Читать книгу "Предание смерти - Эльфрида Елинек"
Шрифт:
Интервал:
Закладка:
Все происходит само собой? Стоило ему лечь в постель, как он оказывался в дерьме. Что поделаешь, мне каждый раз приходилось его мыть в ванне. В ванне он и умер. Тут ни прибавить, ни убавить. А он еще и грозил мне: я тебе покажу, я тебе покажу! Скажите на милость, что он такое мне покажет, чертяка несчастный? Я невиновна, а когда за тобой нет вины, ты можешь быть свободной. Это была самая обычная смерть. Хотя, впрочем… Скажите мне, какие мысли сейчас приходят вам в голову? Видите ли, все свойства Алоиса давно уже незаметно исчезли за занавесом, тем самым, перед которым склоняются другие, чьи фото нам хорошо известны. Благодаря мне вы теперь знаете и Алоиса, хотя и посмертно. Вот именно, только теперь все стало ясно, яснее, чем при жизни Алоиса. Все, что могло бы его представить: банковский счет, маленький дом с садом. Это все, что после смерти придает этому телу какой-то вес. А сейчас выходит и сам Алоис, так как он поверил, будто ваши аплодисменты предназначались исключительно ему. Минуточку, я вижу, теперь он благодаря мне и впрямь стал знаменитостью! Я этого не ожидала! Они толпятся вокруг него! Ну, и вокруг меня тоже. Они прикасаются ко мне, хотя я их об этом не просила. Сколько воды и воздуха пришлось мне потребить, чтобы Алоис наконец перестал дышать! Сколько яда и вредных веществ я потребила, чтобы не могли дышать все другие!

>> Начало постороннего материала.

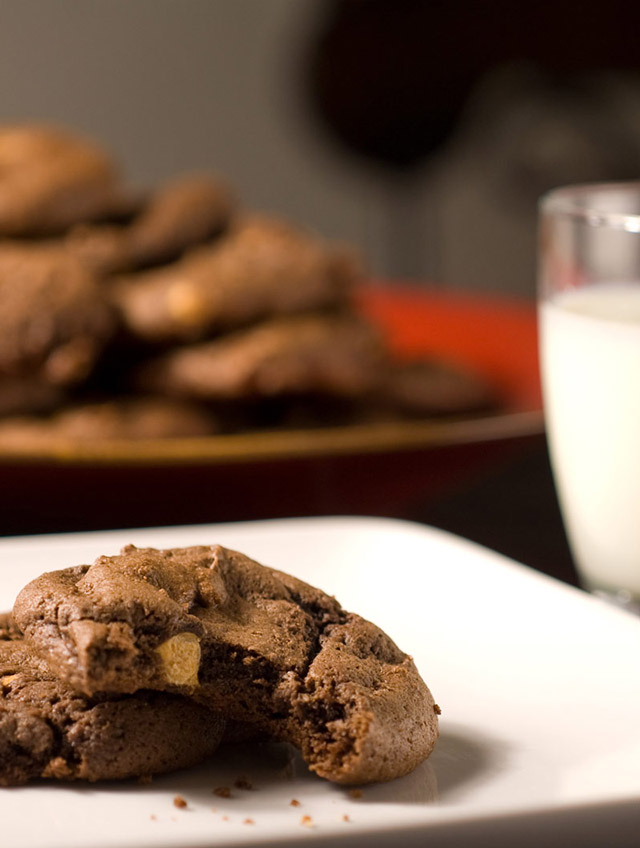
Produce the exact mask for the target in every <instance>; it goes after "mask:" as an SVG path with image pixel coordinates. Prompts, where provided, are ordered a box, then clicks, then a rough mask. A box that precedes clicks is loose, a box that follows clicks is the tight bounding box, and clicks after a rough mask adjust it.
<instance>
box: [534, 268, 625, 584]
mask: <svg viewBox="0 0 640 848" xmlns="http://www.w3.org/2000/svg"><path fill="white" fill-rule="evenodd" d="M540 340H541V367H542V380H543V390H544V402H545V416H546V422H547V431H548V436H549V444H550V450H551V458H552V462H553V467H554V474H555V477H556V485H557V488H558V494H559V498H560V503H561V506H562V510H563V514H564V519H565V525H566V527H567V533H568V536H569V540H570V542H571V545H572V548H573V553H574V556H575V559H576V565H577V567H578V569H579V571H580V573H581V575H582V577H583V578H584V581H585V583H586V585H587V586H589V587H590V588H592V589H602V590H605V591H607V590H609V591H613V592H615V591H617V590H619V589H621V588H622V589H624V590H628V592H629V593H630V594H631V595H632V596H635V597H636V598H640V285H639V286H632V285H624V284H607V285H600V284H598V285H594V286H591V287H587V288H584V289H577V290H574V291H569V292H565V293H562V294H560V295H558V296H557V297H556V298H555V299H553V300H551V301H548V302H545V303H543V304H542V306H541V308H540Z"/></svg>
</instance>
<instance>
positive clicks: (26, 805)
mask: <svg viewBox="0 0 640 848" xmlns="http://www.w3.org/2000/svg"><path fill="white" fill-rule="evenodd" d="M129 542H133V543H135V544H138V545H149V546H155V547H174V546H180V545H188V544H210V543H217V542H220V543H222V544H224V545H227V546H229V547H233V548H236V549H238V550H241V551H243V552H244V553H247V554H248V555H250V556H252V557H253V558H255V559H257V560H259V561H261V562H263V563H265V564H267V565H272V566H274V567H277V568H280V569H282V570H285V571H289V572H291V573H292V574H295V575H296V576H298V577H301V578H302V579H304V580H307V581H308V582H310V583H313V584H315V585H317V586H319V587H321V588H323V589H324V590H325V591H328V592H330V593H332V594H335V595H336V596H337V597H338V599H339V600H340V601H341V602H342V604H343V605H344V606H345V607H346V608H347V609H352V610H354V611H357V612H359V613H360V614H362V615H364V616H366V617H368V618H370V619H372V620H373V621H375V622H376V623H377V624H379V625H380V626H381V627H383V628H384V629H385V630H386V631H387V632H388V633H389V634H390V635H391V636H392V637H393V638H394V639H395V641H396V642H397V643H398V644H399V645H400V647H402V648H403V649H404V650H406V651H408V652H409V653H411V654H412V655H413V656H414V658H415V660H416V663H417V665H418V668H419V669H420V671H421V673H422V675H423V676H424V678H425V680H426V681H427V683H428V685H429V686H430V688H431V689H432V691H433V693H434V696H435V698H436V700H437V701H438V702H439V704H440V705H441V707H442V711H443V712H442V719H441V738H440V740H439V741H438V744H437V746H436V750H435V751H434V753H433V755H432V757H431V758H430V759H429V760H428V761H427V762H426V763H424V764H423V765H422V766H420V767H419V768H418V769H417V770H416V771H415V772H413V774H411V775H409V776H407V777H405V778H402V779H400V780H397V781H394V782H392V783H390V784H385V785H379V786H372V787H365V788H364V789H363V790H362V796H361V797H359V798H355V797H353V796H352V795H351V794H350V793H349V792H348V790H346V789H344V788H341V787H337V786H333V785H331V784H329V783H327V782H325V781H322V780H320V779H318V778H315V777H314V776H312V775H310V774H309V773H308V772H307V770H306V768H305V767H304V764H303V763H302V762H301V760H300V759H299V758H298V757H297V756H296V755H295V753H294V752H293V751H292V750H291V749H289V748H288V747H287V746H279V745H266V746H262V747H260V748H259V749H257V750H256V748H255V747H254V748H251V747H241V748H238V749H228V750H227V752H225V753H224V754H220V756H218V757H216V758H214V759H213V760H212V761H210V762H209V763H207V764H206V765H204V766H202V767H199V768H195V769H190V770H186V771H182V772H178V773H175V774H171V775H167V776H164V777H160V778H156V779H155V780H154V781H153V782H152V783H151V784H149V785H139V784H136V783H133V782H131V783H126V784H125V783H118V784H112V785H107V784H100V785H80V784H67V785H62V784H59V785H56V784H54V783H50V784H45V783H44V782H43V783H40V784H34V785H31V786H26V787H19V788H12V789H5V790H0V821H1V822H2V837H1V840H0V844H2V845H3V846H7V848H116V846H129V847H130V848H142V847H143V846H151V845H153V846H155V847H156V848H163V846H171V848H178V846H180V848H204V846H227V845H260V846H262V845H284V846H293V845H298V844H300V845H302V844H314V845H317V844H325V843H327V844H329V845H332V846H335V845H344V846H355V845H363V846H364V845H367V846H375V845H385V844H396V843H399V844H402V845H409V846H410V845H421V844H428V845H429V846H430V848H434V846H439V845H443V846H444V845H447V846H451V845H464V846H470V845H476V844H477V845H480V844H489V843H491V844H492V845H493V846H494V848H495V846H497V845H501V844H504V845H513V844H514V841H516V842H517V844H518V848H523V846H528V845H532V846H533V845H539V844H540V841H541V840H543V841H544V842H545V843H546V844H547V845H551V844H558V845H568V844H579V845H581V846H589V845H593V846H601V845H605V844H606V845H608V846H613V845H631V844H637V838H638V836H637V834H638V833H640V619H636V618H634V617H632V616H631V615H629V614H627V613H624V612H620V611H618V610H617V609H613V608H611V607H609V606H606V605H605V604H603V603H602V602H600V601H598V600H596V599H595V598H592V597H590V596H588V595H586V594H585V593H583V592H581V591H579V590H576V589H573V588H571V587H568V586H565V585H563V584H560V583H558V582H556V581H554V580H551V579H550V578H547V577H545V576H543V575H540V574H538V573H536V572H533V571H531V570H529V569H526V568H524V567H523V566H520V565H518V564H516V563H514V562H512V561H510V560H508V559H506V558H504V557H502V556H499V555H498V554H495V553H492V552H491V551H487V550H485V549H483V548H480V547H478V546H476V545H473V544H472V543H470V542H467V541H464V540H462V539H459V538H456V537H453V536H450V535H448V534H445V533H443V532H440V531H437V530H433V529H431V528H428V527H424V526H421V525H416V524H411V523H407V522H400V521H393V520H387V519H370V518H317V519H291V520H278V521H265V522H251V523H239V524H225V525H210V526H192V527H175V528H161V529H143V530H125V531H108V532H99V533H83V534H68V535H58V536H39V537H38V536H36V537H31V538H16V539H4V540H0V608H1V609H8V608H10V606H11V604H12V603H13V599H14V598H15V595H16V593H17V592H18V590H19V589H20V588H21V586H23V585H24V584H25V583H26V582H27V581H28V580H30V579H31V578H33V577H35V576H36V575H38V574H40V573H41V572H42V571H47V570H52V569H55V568H64V567H67V566H70V565H77V564H80V563H83V562H90V561H92V560H93V559H94V558H95V557H96V556H98V555H100V554H111V553H116V552H117V551H118V550H119V548H120V547H121V546H122V545H124V544H127V543H129ZM240 776H247V777H248V778H249V779H250V781H251V782H252V784H253V785H254V788H253V789H252V790H243V789H238V788H236V787H235V786H233V783H234V781H235V780H236V779H237V778H238V777H240ZM220 786H228V787H231V793H232V797H231V798H221V797H218V796H216V795H215V794H214V792H213V790H214V789H215V788H216V787H220ZM176 795H181V796H183V797H184V798H185V799H186V801H187V804H188V806H187V808H186V809H178V808H176V807H175V806H174V804H173V799H174V798H175V796H176ZM294 798H295V799H296V800H297V801H298V802H299V806H292V805H291V801H292V800H293V799H294ZM303 816H309V817H310V821H308V822H307V825H310V826H305V825H304V824H303V823H302V817H303ZM247 820H250V821H247Z"/></svg>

В сравнении с этим уличное движение — ничто, а оно ведь требует гигантских расходов.
Я убиваю едой на колесах, я убиваю водой на полозьях! Убийство — мой любимый спорт, в нем пот смешивается с кровью и экскрементами. Позже я, вероятно, займусь другими видами спорта, такими, в которых можно остаться чистой. Но пока еще я врезаюсь в других, как торпеда. Раз уж в гольфе, в парусном спорте, в теннисе соприкосновение с другим телом стало совершенно ненужным, я занимаюсь своим любимым спортом — убийством, проникая внутрь чужого тела. Я плаваю в нем как рыба. Чужое тело обтекает меня, как вода, в которой я плескаюсь. Я терпеть не могу, когда ко мне прикасаются, и все же чужое тело обхватывает меня, словно вторая кожа. Прижимается ко мне. И я обхватываю его.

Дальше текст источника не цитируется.